Does the self produce its own knowledge? Does that come from innate ideas that are aligned beforehand with reality, by some gift of God? We find this for example with Descartes. Or is the brain a clean slate on which sensory perceptions inscribe themselves and form ideas, in a process of association? This we find with mostly English empiricist philosophers (starting with Locke). Or do we form and understand perceptions by pre-existing forms of thought, such as space, time and causality? The philosopher Kant proposed that, and ever since we are uncertain about our knowledge. Where Kant still assumed that there remains an objective reality, outside our ideas, though we cannot know it as such, subsequent idealists argued that if we cannot say anything about that the only relevant reality is that which is produced by ideas.

 

Who is right? Do ideas come from inside or outside? Do ideas form themselves from perceptions or vice versa? Is there anything like ‘sense data’ that serve as elementary ‘building blocks’ from which ideas are ‘constructed’? The difference is not so large as it may seem, if we look at how ideas and knowledge develop. Descartes already indicated that ideas are not available beforehand in developed form but in potency and arise or not depending on sensory triggers. Empiricists on their side grant that the process of association between sensory perceptions also creates ideas of a ‘higher’ level, in some sense, that affect our perception and interpretation.

 

Nowadays almost everybody thinks along the following lines. As a legacy from evolution we have the potential to produce forms of thought and ideas, but how that happens and what comes out depends on the circumstances of nature and culture in which people develop their ideas in the course of their lives. The mental forms according to which people perceive develop in interaction with reality, in the development of the human being in evolution and of the individual in its life. Ideas thus arise both from inside and outside, in interaction between what mentally we already had as potential and the realization of that dependent on the environment.

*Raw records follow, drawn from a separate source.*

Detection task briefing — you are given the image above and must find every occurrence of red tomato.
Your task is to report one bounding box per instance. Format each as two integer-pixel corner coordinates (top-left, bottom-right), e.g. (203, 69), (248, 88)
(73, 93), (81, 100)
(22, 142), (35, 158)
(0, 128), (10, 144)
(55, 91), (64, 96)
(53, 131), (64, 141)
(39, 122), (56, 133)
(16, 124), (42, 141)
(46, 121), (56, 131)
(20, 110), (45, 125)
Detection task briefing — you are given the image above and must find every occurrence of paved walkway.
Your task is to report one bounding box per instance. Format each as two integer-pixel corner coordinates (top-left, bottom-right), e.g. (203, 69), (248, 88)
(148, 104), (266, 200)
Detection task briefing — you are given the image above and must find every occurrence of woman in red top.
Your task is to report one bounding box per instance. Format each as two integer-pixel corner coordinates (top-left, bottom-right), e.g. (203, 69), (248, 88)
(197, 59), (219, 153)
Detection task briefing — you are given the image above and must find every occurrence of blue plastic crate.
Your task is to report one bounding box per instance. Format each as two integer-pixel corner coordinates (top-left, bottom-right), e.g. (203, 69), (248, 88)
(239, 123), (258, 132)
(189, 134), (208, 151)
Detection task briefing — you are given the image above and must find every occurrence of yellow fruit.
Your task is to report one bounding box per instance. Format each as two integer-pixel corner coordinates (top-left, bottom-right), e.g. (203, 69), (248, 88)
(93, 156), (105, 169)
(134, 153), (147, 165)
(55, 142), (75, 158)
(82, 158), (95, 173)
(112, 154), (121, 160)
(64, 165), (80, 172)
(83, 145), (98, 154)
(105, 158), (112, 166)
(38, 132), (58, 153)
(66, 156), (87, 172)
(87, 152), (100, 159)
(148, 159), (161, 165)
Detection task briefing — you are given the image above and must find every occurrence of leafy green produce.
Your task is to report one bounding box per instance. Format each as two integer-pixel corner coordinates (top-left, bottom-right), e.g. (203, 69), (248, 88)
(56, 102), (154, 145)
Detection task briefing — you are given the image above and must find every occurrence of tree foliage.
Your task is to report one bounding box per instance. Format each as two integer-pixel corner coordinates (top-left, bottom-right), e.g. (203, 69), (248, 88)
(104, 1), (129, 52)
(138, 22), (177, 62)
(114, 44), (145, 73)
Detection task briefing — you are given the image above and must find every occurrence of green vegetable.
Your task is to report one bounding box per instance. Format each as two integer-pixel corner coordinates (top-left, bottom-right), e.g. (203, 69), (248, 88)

The fact that people construct their ideas implies, as Kant said, that we do not know the world as it is in itself. More precisely: we don’t know that either. We don’t know in how far and in what way we grasp the world correctly. We cannot descend from our minds to inspect how our knowledge is hooked on to the world. But we must take into account the possibility that we see the world wrong. Objectivity then is not pure, cognitively immediate perception, which is impossible, but openness to views of others.